The Wall Street Journal explains:

The report found that the Centers for Medicare and Medicaid Services, which oversees implementation of the 2010 health law, isn’t required to detect fraud and that CMS officials acknowledged “limited ability” to respond to fraud attempts. CMS told the GAO that there haven’t been signs of a significant level of fraud.

CMS also told the GAO that subsidized policies may have remained in effect in 2014 because the agency directed contractors not to terminate policies or subsidies if an applicant submitted any documentation.

The marketplace has a multi-layer verification process, including checking an application filer’s identity and eligibility in real-time, according to Health and Human Services, the parent agency of CMS.

Enrollment was discontinued for about 226,000 consumers who failed to produce sufficient documentation of their citizenship or immigration status at the end of March 2015.

“Over the last year, we have made continuous improvements to our processes and communications for those with a data matching issue as we work to bolster the integrity of the process,” said Meaghan Smith, a HHS spokeswoman. “We look forward to working with the GAO as we continue to make additional improvements.”

After last year’s GAO undercover report was released, HHS said it would work with the agency to strengthen its verification process.

“There are serious questions about the integrity of the subsidies,” said Sen.
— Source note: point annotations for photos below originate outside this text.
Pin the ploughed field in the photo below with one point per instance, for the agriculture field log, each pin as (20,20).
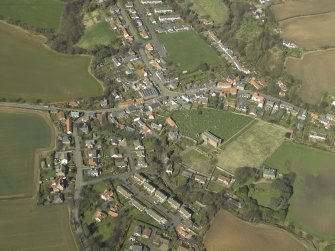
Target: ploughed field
(310,25)
(21,134)
(25,226)
(229,233)
(30,71)
(36,13)
(312,205)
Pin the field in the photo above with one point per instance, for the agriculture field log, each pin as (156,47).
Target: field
(38,13)
(290,9)
(20,135)
(252,147)
(229,233)
(316,71)
(221,123)
(197,161)
(29,70)
(313,201)
(309,31)
(98,34)
(24,226)
(214,9)
(187,50)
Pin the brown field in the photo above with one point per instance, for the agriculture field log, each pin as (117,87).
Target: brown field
(316,71)
(229,233)
(297,8)
(310,32)
(24,226)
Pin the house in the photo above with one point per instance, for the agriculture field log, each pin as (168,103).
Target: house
(317,136)
(156,216)
(148,187)
(69,128)
(100,216)
(211,139)
(200,179)
(146,233)
(142,163)
(169,18)
(163,10)
(114,153)
(125,192)
(174,204)
(171,122)
(185,212)
(93,172)
(107,195)
(225,179)
(269,173)
(258,99)
(66,139)
(151,1)
(149,47)
(138,231)
(138,145)
(139,179)
(160,196)
(137,204)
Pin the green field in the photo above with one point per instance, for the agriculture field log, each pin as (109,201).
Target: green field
(20,135)
(31,71)
(221,123)
(252,147)
(24,226)
(197,161)
(98,34)
(313,201)
(214,9)
(264,193)
(38,13)
(187,50)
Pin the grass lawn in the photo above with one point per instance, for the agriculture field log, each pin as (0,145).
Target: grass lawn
(30,71)
(313,201)
(214,9)
(221,123)
(187,50)
(264,193)
(21,134)
(98,34)
(38,13)
(197,161)
(252,147)
(24,226)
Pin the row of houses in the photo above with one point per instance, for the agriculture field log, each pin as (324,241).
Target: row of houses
(161,196)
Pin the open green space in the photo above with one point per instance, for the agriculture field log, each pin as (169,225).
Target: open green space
(37,13)
(252,147)
(214,9)
(197,161)
(25,226)
(313,202)
(21,134)
(31,71)
(265,193)
(98,34)
(221,123)
(187,50)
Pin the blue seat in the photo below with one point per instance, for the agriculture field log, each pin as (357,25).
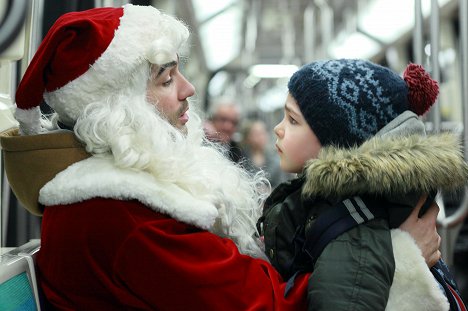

Rob Portman (R., Ohio), chairman of the Senate Permanent Subcommittee on Investigations. “We need to fix it going forward. One of the questions we’re going to be asking at this hearing was if this lax enforcement was done to boost enrollment, or was it just plain mismanagement.”

HHS promised to work with GAO to strengthen its verification process and we see just how little work they’ve actually gotten done. We probably shouldn’t have high hopes for the future until the Affordable Care Act is gone.